Toyota profits plunge 28 percent

The automaker's operating income fell 38.9 percent to $3.9 billion, in part because of a collapse in the profitability of Toyota's North American operations to $15 million from $1.4 billion. However, that figure does not include earnings generated from the sale of Japanese-built vehicles shipped to the United States -- a sum that Toyota did not disclose.

 

The yen's rise against the dollar had a negative $1.8 billion impact on Toyota's results in the April-June quarter, the first quarter of the Japanese fiscal year. Soaring raw materials prices also weighed on results, negating the effect of recent cost-cutting measures, Senior Managing Director Takahiko Ijichi said on a teleconference.

 

'We're making further efforts at the Toyota group to accelerate our cost-reduction efforts,' he said.

 

Although Japan's major automakers are still making money, they have been shaken by falling U.S. auto sales and a sweeping consumer shift out of trucks and into small cars.
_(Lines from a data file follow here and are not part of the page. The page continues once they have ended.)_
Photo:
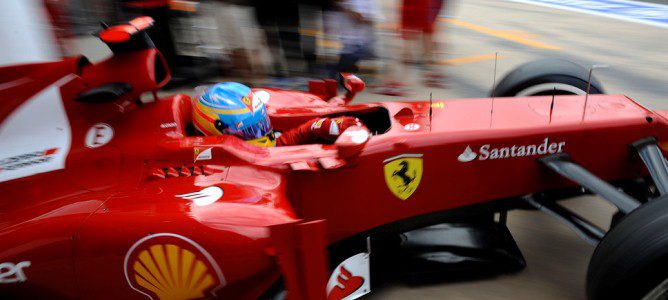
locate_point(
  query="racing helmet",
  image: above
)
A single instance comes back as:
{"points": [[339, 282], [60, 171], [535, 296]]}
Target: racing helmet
{"points": [[232, 108]]}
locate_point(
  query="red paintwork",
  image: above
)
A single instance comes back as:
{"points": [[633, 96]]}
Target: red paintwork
{"points": [[76, 225]]}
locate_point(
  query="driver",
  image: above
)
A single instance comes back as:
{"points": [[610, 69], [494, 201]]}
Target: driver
{"points": [[232, 108]]}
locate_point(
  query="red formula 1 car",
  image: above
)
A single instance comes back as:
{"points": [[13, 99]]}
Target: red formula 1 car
{"points": [[106, 196]]}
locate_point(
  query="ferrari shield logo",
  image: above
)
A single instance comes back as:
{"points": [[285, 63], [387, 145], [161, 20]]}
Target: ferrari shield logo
{"points": [[403, 174]]}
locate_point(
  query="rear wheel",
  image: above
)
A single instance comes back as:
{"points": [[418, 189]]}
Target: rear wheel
{"points": [[547, 77], [631, 262]]}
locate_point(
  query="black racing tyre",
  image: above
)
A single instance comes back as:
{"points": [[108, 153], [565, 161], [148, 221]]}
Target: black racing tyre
{"points": [[632, 259], [547, 77]]}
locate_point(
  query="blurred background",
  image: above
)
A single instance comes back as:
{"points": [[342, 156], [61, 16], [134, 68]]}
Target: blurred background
{"points": [[403, 49]]}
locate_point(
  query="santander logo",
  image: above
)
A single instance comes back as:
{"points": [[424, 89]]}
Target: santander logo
{"points": [[487, 152]]}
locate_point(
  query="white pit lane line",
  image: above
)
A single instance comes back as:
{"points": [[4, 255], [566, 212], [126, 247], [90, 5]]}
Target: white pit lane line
{"points": [[632, 11]]}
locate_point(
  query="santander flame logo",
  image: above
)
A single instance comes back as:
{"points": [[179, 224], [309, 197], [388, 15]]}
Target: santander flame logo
{"points": [[467, 155], [348, 284], [351, 279]]}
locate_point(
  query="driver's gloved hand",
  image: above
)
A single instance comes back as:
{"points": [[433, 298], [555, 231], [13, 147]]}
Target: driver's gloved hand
{"points": [[318, 131]]}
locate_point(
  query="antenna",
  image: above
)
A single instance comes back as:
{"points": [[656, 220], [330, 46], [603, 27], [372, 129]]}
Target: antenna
{"points": [[431, 108], [552, 104], [591, 71], [491, 111]]}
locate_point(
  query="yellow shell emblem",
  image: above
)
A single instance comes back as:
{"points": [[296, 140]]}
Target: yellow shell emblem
{"points": [[169, 266], [403, 174]]}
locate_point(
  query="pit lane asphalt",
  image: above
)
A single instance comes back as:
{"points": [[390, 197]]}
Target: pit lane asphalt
{"points": [[557, 257]]}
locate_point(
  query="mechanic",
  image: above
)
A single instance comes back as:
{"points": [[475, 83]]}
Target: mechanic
{"points": [[232, 108]]}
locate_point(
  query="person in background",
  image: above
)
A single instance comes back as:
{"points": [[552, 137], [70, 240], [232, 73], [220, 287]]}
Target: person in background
{"points": [[418, 22], [160, 33], [354, 24]]}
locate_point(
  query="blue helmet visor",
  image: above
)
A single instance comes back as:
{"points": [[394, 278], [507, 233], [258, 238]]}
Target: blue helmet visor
{"points": [[255, 130]]}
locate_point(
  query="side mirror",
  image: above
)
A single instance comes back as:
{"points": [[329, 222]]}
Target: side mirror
{"points": [[352, 84], [351, 142]]}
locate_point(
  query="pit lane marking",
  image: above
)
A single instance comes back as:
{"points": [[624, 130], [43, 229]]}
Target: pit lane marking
{"points": [[469, 59], [632, 11], [513, 36]]}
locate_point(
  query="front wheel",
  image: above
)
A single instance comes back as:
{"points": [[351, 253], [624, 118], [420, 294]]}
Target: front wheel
{"points": [[631, 262]]}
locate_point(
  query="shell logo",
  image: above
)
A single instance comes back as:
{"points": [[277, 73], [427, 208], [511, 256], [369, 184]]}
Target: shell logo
{"points": [[170, 266]]}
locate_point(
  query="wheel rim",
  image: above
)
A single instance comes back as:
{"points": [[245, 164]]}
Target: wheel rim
{"points": [[549, 89], [659, 292]]}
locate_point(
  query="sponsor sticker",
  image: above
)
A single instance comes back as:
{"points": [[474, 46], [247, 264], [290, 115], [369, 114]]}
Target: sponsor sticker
{"points": [[403, 174], [202, 153], [33, 145], [487, 152], [351, 279], [171, 266], [412, 126], [27, 160], [168, 125], [318, 123], [204, 197], [334, 129], [13, 273], [99, 135]]}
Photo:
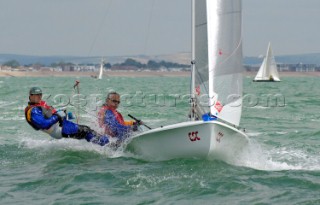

Traditionally, the United States has been their most lucrative market. But now, like Detroit's automakers, Toyota, Nissan Motor Co. and Honda Motor Co. have suffered declines in their truck sales and have not been able to increase small car output fast enough to meet demand.

 

'Currently, we can't satisfy the order backlog for Yaris and Corolla,' Ijichi said. 'Because of short supplies of batteries, we're not able to satisfy demand for Prius,' Toyota's popular hybrid car.

 

The Toyota City-based automaker took a $95 million provision in its first-quarter results related to adjustments to its U.S. production plans. Toyota said in July that it would halt production of big trucks and SUVs in North America for three months. In addition, it will now produce Prius hybrids at a plant under construction in Mississippi that was originally slated to assemble Highlander SUVs.

 

Toyota's overall revenues slipped 4.7 percent to $57 billion as rising sales in Asia failed to offset lower sales in Europe and the United States. Toyota's U.S. sales fell 4 percent to 729,000 vehicles during the three-month period and dropped 10 percent in Europe to 301,000 vehicles.

 

The difficulties in the U.S. market also undercut Toyota's earnings in the prior quarter ended on March 31. Profits for that quarter also fell 28 percent.

 

Ijichi said the company anticipates that tough conditions in the United States will persist through the current fiscal year ending on March 31, 2009, but expects the U.S. market to start recovering next year.

 

Nikko Citigroup analyst Noriyuki Matsushima said Toyota's results were in line with his expectations and maintained his buy rating on the shares, citing an earnings recovery expected next year. He cautioned investors, however, of a risk that Toyota 'may not have factored in the impact of further deterioration in market conditions.'

 

Toyota left its full-year profit forecasts unchanged. In May, the company predicted net profit would fall 27 percent this year, its first annual decline in seven years. Last year, Toyota earned a record $15 billion.